Et plus on grimpe vers les sommets des divisions et plus les mises hors de combat en moins de trois rounds sont rares.

Mais je présume que les frustratio­ns de la pandémie sont trop lourdes à porter pour réfléchir cinq minutes.

RAMSAY PLUS OU MOINS CONTENT

D’ailleurs, Marc Ramsay était plus ou moins content après la victoire décisive de Makhmudov. « Dès le départ, avant la présentati­on des boxeurs, Wach est venu se planter devant Arslanbek pour le défier du haut de ses six pieds et huit pouces. C’était la première fois qu’un adversaire osait faire ça à Makhmudov. Il voulait lui faire mal, il était furieux avant même le début du combat et je l’ai bien senti. Je lui ai dit de laisser faire et de se concentrer sur sa boxe, mais il voulait juste lui arracher la tête », expliquait Ramsay hier.
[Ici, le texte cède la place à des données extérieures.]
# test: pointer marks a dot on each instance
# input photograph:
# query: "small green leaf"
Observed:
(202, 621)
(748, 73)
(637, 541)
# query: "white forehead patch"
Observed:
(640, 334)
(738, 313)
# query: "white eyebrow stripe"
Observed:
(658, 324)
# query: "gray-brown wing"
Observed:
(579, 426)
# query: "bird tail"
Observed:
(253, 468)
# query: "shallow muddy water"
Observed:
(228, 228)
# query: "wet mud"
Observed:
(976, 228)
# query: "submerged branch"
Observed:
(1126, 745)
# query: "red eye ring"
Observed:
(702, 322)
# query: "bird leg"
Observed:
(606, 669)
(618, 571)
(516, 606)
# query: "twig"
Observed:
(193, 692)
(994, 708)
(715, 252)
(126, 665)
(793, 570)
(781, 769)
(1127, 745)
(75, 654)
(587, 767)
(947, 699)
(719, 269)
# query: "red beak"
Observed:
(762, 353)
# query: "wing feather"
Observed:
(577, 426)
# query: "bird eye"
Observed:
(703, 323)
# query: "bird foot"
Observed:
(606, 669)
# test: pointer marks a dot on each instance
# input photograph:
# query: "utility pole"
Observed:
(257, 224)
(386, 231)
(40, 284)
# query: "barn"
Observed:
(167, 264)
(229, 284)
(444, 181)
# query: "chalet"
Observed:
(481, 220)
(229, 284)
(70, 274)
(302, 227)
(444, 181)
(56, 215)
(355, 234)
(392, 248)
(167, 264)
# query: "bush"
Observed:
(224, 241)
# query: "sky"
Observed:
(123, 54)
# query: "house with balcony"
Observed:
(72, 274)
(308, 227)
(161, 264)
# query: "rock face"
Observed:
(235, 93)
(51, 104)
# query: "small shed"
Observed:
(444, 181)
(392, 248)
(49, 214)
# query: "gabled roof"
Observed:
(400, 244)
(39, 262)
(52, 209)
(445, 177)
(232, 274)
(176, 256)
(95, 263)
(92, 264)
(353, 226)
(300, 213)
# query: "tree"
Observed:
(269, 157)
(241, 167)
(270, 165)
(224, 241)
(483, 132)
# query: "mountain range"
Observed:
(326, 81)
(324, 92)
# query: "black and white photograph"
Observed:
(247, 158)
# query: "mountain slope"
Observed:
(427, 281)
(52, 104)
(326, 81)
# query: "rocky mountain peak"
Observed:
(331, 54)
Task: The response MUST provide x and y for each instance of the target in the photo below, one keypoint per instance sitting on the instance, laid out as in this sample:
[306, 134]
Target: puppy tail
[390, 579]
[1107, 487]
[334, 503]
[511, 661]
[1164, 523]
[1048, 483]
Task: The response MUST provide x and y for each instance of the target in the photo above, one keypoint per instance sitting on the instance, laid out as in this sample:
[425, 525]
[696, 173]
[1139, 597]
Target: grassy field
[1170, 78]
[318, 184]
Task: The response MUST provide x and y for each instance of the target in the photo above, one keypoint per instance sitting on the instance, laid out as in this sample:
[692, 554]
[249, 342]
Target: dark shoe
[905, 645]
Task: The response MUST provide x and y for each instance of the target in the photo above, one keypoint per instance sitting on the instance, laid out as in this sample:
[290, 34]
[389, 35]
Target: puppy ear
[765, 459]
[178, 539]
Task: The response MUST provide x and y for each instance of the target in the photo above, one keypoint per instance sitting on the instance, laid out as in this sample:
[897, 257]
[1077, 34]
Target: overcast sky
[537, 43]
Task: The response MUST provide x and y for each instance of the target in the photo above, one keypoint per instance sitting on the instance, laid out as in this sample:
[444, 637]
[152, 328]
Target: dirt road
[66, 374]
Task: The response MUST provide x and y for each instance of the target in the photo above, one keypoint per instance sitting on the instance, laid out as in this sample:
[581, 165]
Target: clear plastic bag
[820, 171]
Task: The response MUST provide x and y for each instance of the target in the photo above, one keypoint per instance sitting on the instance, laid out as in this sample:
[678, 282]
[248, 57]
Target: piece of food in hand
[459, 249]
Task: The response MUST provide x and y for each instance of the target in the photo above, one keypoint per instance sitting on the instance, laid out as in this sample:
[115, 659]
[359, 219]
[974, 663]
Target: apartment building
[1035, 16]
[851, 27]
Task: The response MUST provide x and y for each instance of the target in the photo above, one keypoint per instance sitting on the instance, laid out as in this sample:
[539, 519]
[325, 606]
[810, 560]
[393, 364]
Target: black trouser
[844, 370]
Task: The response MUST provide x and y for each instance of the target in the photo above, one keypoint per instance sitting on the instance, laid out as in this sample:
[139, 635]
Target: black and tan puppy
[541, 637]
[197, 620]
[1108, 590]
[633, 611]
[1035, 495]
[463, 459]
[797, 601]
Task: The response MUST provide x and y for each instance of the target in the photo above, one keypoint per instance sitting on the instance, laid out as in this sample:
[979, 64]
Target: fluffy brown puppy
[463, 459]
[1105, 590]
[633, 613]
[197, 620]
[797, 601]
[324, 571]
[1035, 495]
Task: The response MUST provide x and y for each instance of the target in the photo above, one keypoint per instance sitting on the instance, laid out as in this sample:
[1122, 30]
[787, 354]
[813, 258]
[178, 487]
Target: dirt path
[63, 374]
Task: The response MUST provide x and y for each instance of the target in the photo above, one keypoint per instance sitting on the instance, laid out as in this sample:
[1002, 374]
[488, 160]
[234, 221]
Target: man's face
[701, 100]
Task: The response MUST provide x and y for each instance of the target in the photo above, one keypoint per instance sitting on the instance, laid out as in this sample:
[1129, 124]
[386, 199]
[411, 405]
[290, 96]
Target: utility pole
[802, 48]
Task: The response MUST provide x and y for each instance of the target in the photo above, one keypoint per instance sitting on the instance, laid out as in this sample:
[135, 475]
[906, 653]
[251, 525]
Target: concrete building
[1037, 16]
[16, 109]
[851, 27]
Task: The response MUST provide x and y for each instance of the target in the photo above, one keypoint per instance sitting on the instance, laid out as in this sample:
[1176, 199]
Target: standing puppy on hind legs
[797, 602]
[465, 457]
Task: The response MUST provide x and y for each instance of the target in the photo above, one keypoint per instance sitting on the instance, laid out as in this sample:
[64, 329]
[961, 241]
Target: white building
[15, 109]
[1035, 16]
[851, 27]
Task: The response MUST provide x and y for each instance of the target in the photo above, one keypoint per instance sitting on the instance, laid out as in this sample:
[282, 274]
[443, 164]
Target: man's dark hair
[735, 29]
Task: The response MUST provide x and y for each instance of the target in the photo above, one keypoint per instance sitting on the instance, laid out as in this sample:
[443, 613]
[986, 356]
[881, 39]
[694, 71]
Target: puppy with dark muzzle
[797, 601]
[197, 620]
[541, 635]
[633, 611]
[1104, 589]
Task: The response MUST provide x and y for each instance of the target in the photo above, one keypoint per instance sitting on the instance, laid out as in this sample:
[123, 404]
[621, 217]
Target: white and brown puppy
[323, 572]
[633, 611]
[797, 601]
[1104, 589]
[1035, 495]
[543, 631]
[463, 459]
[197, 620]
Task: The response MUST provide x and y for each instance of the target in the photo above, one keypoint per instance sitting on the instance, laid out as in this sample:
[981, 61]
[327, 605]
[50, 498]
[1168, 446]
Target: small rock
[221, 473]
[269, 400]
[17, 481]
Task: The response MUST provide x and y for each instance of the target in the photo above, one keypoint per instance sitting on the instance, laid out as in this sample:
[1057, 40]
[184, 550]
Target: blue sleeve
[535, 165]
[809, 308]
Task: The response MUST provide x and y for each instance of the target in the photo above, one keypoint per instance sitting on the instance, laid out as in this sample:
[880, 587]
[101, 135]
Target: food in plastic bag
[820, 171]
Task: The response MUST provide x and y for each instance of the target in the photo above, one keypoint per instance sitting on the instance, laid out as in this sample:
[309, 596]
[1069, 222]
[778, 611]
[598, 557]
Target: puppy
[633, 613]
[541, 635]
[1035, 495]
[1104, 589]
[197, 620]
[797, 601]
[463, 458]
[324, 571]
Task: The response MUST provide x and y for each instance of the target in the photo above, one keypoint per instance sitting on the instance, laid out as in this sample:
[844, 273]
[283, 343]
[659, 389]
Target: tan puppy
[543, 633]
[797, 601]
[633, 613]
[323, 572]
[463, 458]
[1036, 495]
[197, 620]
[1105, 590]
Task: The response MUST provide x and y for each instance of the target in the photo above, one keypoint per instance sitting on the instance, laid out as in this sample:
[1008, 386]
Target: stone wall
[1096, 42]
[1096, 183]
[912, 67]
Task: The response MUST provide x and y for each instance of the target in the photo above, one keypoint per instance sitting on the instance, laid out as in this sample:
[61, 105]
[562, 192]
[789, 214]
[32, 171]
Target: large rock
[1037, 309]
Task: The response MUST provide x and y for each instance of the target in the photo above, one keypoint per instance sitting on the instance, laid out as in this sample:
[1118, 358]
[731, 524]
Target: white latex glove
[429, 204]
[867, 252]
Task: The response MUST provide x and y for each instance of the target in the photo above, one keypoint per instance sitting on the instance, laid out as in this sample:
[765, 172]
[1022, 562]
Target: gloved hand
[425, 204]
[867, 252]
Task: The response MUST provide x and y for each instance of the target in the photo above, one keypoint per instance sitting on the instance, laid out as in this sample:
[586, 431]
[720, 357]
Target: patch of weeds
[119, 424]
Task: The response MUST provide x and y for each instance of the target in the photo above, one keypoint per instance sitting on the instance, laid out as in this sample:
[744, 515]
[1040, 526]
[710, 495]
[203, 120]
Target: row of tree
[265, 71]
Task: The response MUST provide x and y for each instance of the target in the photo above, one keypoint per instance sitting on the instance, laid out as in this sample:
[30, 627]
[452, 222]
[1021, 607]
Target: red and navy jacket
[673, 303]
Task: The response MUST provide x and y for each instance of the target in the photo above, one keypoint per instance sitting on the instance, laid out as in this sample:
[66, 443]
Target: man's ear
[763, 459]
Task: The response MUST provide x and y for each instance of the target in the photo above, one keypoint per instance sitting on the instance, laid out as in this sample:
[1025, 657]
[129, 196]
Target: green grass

« Je n’ai pas été capable de le ramener dans le plan de match de tout le combat. Après sa victoire, son entourage festoyait dans le vestiaire. Je leur ai demandé de sortir. J’avais des choses à discuter avec Arslan. On l’a fait, et tout de suite. Heureuseme­nt, on a vécu ça avant qu’il ne se retrouve dans un grand combat à Las Vegas ou à New York. Vaut mieux vivre ces distractio­ns tout de suite. Ça ne s’apprend pas dans un gymnase, ces games mentales. C’est ça, prendre de l’expérience », confie Ramsay.

Quand même, jamais personne n’avait étendu Wach en six rounds. Pas Klitschko, pas Dillan Whyte, pas Hughie Fury. Même que le Polonais a fait la limite contre ces gros noms des lourds.

Makhmudov l’a fait.

KEAN : LES COUILLES

Simon Kean n’a pas été capable de s’endormir avant quatre heures du matin après sa dramatique victoire contre Shawndell Terrell Winters. Faut dire que Kean a vécu une soirée forte en émotions. Quand au sixième round, Winters l’a pincé avec un crochet de la gauche sur la mâchoire et qu’il s’est retrouvé au plancher après avoir fait une pirouette sur le dos, il a eu peur de revivre le cauchemar contre Dillon Carman. « Mais je n’étais pas trop amoché. Je me suis relevé et j’ai vu que je n’étais pas si mal. J’entendais mon coin me dire de garder mes mains plus haut pour me protéger et je suis reparti. Je n’ai pas paniqué. Quelque part au fond de moi, je me demandais si j’avais les couilles pour faire ce métier », riait Kean quand je l’ai réveillé hier avant-midi.

AVOIR LA PREUVE

Kean n’a pas à s’inquiéter pour les couilles. Et en se relevant après ce crochet dévastateu­r il s’est prouvé qu’il était capable de se remettre d’une sévère taloche. Et c’en était toute une, allez la revoir.

Mais le combat contre Winters, un boxeur habile et expériment­é, a montré que Simon Kean avait encore des choses à apprendre. Comme de garder ses mains plus haut.

Comme de lancer un jab de puissance sans s’ouvrir pour une droite. Comme d’économiser son énergie en restant plus détendu.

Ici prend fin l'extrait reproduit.